The scientific goal is to expose secrets and find out stuff. I remember the first time I actually realized that when I salted my mashed potatoes, I was really dispensing two poisons onto my food. And yet, I lived. Wow! Scientists yearn to explain stuff, but not too clearly, lest they be proved mortal. (Doctors and lawyers also fall into this group.) Spin that bucket of water around at arms-length fast enough and the water won’t fall out. That’s sorta why the earth doesn’t plunge into the sun, or something like that. Wow again. Water is made up of two gasses? Really? Far out! Another thing science likes to do is to screw around with stuff that might be dangerous, without taking the danger as seriously as it could and often ignoring the law of unintended consequences. Not to mention Murphy. Here we are. Back to the large Hadron Collider.

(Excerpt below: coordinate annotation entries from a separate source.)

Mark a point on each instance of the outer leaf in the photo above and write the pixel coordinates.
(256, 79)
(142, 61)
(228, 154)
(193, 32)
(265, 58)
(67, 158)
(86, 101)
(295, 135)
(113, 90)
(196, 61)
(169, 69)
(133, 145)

It’s up and running you know. Particle Physicists all over the world are bumping knuckles and slapping butts. The whole purpose of the thing is to spin particles called hadrons that used to be parts of atoms up to nearly the speed of light through an immense circular tunnel cooled to near absolute zero and then smash them together, just to see what will happen. That can create difficulties.

            “Hey, Mary. Junior’s been walking for a couple of days now. Stand him up on the kitchen table and turn him loose. I wanna see what will happen.”

The goal is to test out the most important theories in physics…the “Big Bang”, the Higgs boson or “God particle,” and dark matter. Those very intentions brought forth an unsuccessful lawsuit to get them good ol’ boys an’ their big ol’ tunnel to cease and desist before they induced a global disaster.

Into this equation come two words that, when you put them together, have a tendency to freak me out a little bit. Black and Hole. That’s right. Black Hole. Black holes eat stuff. Even light. Have these people never seen a sci-fi movie? Have they never heard of Gene Roddenberry? The Collider, by the admission of many scientists, has the potential of creating black holes. Very tiny black holes. Astoundingly small black holes. But black holes. If one of them is even big enough to get its mouth around a little-bitty piece of matter, France could disappear. And while that might not be a particularly bad thing, if the reaction was only slightly larger, so could Cleveland, and South Dakota, and the solar system, and me.

            “Hey Mary. As long as you’ve got Junior up on the table, hand him a butcher knife. This could get interesting.”

Think how interesting things could get if they gave the kid a shotgun.
Will it happen? Probably not. Could it happen? Could it?

If it did, it could sure screw up that whole God question.